“I should have seen that coming…”
“If I hadn’t had been so focused on this, I could’ve anticipated that…”
“Where did THIS come from???”
We’ve all uttered these words at one point or another, searching for an explanation as to how our circumstances managed to outpace our intellect, premonition capacity, focused research, and detailed planning effort.
Perspective is Decisive
Often, leaders fail to see the impending train wreck because they’re not leading at their level. Their perspective is off…inappropriately focused on something that doesn’t matter. Perhaps, a crisis. Or a shiny data point. Or a loud and captivating person. Any number of events, objects, and interactions are sufficient to divert leader attention.
But a leader’s job is to define priorities, and reality…which means they have a discerning lens through which they see the world, the organization’s landscape of effort. They know how to see that world and have the discipline to do so.
The question is: how do you know what your appropriate perspective is?
What are your triggers for changing perspective? For pausing amidst chaos and unceasing organizational effort to assess the terrain and make course corrections? How do you know when you should stop focusing on small tasks and explore big problems? When do you switch from shallow, rote thinking to deep, creative thinking? What triggers have you identified to snap you out of the comfortable intellectual path on which you so diligently planned…and force you to consider alternatives that are counter to everything your team is doing?
Perspective Triggers
…How do you know when to think differently?
Here are some triggers to consider:
- Systems/Processes – at the completion of a routine staff or organizational function like the Operations Process, when everyone is comfortable with the plan.

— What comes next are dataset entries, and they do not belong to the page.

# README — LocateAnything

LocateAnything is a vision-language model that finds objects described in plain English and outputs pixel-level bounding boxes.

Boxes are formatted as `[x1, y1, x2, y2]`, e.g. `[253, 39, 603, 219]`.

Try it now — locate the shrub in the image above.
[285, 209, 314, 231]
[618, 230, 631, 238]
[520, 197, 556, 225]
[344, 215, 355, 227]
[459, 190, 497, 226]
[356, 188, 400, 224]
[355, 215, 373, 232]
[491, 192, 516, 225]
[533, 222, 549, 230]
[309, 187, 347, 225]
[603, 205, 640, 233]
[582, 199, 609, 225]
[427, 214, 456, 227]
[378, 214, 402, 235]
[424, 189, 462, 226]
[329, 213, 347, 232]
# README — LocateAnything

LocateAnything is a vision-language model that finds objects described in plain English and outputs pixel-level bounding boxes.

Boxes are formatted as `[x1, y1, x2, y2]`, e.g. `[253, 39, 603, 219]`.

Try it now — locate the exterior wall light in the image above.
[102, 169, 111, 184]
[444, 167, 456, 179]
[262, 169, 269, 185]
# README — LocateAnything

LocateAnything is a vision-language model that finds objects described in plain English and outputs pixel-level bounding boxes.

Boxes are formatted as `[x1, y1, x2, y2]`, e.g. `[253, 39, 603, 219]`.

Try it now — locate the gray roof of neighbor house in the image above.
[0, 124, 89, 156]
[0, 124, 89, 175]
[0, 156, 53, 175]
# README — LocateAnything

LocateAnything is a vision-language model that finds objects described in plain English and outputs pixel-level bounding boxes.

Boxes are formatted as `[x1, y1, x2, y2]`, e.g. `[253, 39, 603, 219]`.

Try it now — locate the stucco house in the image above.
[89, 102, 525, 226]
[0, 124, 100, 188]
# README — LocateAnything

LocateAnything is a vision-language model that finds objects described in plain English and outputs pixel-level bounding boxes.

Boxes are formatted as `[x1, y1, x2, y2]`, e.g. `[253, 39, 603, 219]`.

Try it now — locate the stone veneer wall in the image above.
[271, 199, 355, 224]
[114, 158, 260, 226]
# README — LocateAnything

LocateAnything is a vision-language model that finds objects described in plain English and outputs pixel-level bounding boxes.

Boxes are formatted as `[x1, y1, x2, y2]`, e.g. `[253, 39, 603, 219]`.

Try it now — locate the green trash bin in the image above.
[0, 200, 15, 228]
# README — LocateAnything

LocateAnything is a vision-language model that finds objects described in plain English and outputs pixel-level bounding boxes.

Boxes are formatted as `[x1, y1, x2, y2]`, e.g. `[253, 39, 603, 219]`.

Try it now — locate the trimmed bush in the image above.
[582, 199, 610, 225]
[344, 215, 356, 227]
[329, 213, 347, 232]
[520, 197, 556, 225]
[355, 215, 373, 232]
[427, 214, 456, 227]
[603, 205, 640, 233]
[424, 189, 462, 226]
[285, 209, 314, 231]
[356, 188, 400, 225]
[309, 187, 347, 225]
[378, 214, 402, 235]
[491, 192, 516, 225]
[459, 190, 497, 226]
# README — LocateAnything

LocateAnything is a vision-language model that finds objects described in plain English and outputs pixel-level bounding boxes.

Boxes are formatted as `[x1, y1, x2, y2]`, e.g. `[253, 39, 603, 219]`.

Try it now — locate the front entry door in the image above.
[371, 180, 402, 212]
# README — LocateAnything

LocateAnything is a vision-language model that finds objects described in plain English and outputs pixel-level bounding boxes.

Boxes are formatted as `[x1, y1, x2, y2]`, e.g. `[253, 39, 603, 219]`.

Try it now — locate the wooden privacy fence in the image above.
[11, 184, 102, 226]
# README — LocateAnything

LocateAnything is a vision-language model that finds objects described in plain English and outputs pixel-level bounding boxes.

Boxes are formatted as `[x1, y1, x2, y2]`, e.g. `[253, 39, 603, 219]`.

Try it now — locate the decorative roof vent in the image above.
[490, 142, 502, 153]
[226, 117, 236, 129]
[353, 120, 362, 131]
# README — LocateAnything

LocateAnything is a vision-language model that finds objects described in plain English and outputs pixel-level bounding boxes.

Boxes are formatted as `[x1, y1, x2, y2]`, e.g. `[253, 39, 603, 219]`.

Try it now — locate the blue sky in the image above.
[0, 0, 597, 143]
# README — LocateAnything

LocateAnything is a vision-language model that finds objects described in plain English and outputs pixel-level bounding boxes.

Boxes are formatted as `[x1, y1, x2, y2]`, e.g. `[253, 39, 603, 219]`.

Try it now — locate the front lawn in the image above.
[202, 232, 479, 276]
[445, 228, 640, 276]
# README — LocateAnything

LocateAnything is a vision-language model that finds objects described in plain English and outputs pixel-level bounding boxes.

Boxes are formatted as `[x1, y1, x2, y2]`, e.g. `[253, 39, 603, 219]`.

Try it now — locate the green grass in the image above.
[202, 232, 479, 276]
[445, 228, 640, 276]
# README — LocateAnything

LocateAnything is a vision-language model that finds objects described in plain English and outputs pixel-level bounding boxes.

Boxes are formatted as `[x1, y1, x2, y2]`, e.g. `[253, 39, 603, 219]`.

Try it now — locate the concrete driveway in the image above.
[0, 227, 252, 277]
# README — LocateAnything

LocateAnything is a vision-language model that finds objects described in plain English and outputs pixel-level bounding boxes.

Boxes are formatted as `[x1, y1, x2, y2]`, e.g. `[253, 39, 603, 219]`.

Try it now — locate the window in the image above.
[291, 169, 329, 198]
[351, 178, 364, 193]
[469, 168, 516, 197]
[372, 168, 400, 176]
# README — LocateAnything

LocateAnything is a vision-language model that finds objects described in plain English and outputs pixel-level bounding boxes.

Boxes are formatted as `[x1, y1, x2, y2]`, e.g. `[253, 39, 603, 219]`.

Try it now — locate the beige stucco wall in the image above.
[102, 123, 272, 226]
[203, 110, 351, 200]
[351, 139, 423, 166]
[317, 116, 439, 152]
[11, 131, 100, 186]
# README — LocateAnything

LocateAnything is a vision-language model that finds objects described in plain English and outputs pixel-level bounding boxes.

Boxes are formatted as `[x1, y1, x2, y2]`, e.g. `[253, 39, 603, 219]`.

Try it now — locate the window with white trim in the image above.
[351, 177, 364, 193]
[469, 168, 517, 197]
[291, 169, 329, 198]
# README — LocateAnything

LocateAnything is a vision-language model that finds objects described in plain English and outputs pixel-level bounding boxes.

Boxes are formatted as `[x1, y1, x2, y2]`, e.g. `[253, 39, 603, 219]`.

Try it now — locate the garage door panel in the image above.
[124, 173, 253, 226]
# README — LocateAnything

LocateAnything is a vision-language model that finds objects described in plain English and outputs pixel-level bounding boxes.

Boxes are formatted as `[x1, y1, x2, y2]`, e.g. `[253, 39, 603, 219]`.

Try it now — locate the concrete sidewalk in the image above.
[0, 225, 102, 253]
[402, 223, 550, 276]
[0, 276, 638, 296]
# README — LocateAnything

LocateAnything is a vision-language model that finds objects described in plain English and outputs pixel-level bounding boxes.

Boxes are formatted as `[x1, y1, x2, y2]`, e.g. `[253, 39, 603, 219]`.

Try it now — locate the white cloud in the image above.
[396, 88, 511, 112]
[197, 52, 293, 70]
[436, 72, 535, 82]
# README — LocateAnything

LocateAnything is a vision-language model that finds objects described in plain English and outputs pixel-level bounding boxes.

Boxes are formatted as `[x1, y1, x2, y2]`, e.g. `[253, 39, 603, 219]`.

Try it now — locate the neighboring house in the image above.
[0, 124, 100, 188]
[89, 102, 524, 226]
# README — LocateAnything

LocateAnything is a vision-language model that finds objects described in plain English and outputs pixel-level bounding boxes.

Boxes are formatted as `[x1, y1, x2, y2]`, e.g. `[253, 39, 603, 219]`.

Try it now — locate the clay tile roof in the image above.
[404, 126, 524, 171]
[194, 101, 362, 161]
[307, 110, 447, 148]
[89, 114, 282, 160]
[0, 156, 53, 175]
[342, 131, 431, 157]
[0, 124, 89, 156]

Or perhaps when you make a big organizational change or transition from one phase of effort into another.
- Events/Effects – when friendly, enemy, or environmental events occur. For example, crossing the Line of Departure in an attack is a good trigger to examine what is happening after the attack is complete. Destroying X amount of enemy capability is an appropriate time to assess if a high-payoff opportunity is forming, which would necessitate your guidance and organizational change. Conversely, the fact that a friendly element was destroyed is especially relevant if it’s the unit that puts you at 60% capability…and thus, combat ineffective.
- Status Changes – one unit reporting that it is struggling in a certain area (sustainment, maintenance, ammunition, timing, communications, etc.) is cause to consider the possibility that this is a systemic problem that will grow. Widening one’s perspective might reveal that.
- Conversations – a chat with the boss should trigger a perspective change (i.e. “What should I be doing better to meet my boss’ intent? Have I inappropriately prioritized my own efforts over my boss’?”) Perhaps it’s a frustrated subordinate who voiced concerns…probably a good time to step back and examine if this is a trend. No one else has that perspective or ability to survey the team…you do.
- Time of Day – what is the ebb and flow of your perspective? Should you have a larger, more creative perspective during the morning when you are fresh? (If so, should you protect that time…to protect that thinking?)
- Level of Fatigue – if you can avoid it…exhausted, hungry, wet, and cold is not the time to make big decisions. Do those states of being generate a trigger for you to reduce your decision making to only the small problems? Is there someone who can pick up the task of deep thinking for you? When you’re at your weakest, do you have a way to minimize decision risk?
The transition between modes of thinking is cognitively taxing. And most of us do it all day long without an appreciation of the toll it takes. Self-aware leaders recognize that they (and their organization) flow through various status of activity and effectiveness, requiring them to change perspective, approach, and guidance. Leaders susceptible to distraction miss big threats. Leaders who think and lead at their appropriate level, with their unique vision of the organization, enable big opportunities.
For more on how to think, consider the book Thinking, Fast and Slow.
Questions for Leaders
- Do you have the wrong perspective? How would you know?
- Have you enabled someone around you to keep you appropriately engaged and ahead of the organization?
- What if you stopped making decisions for the organization…who would pick up the ball?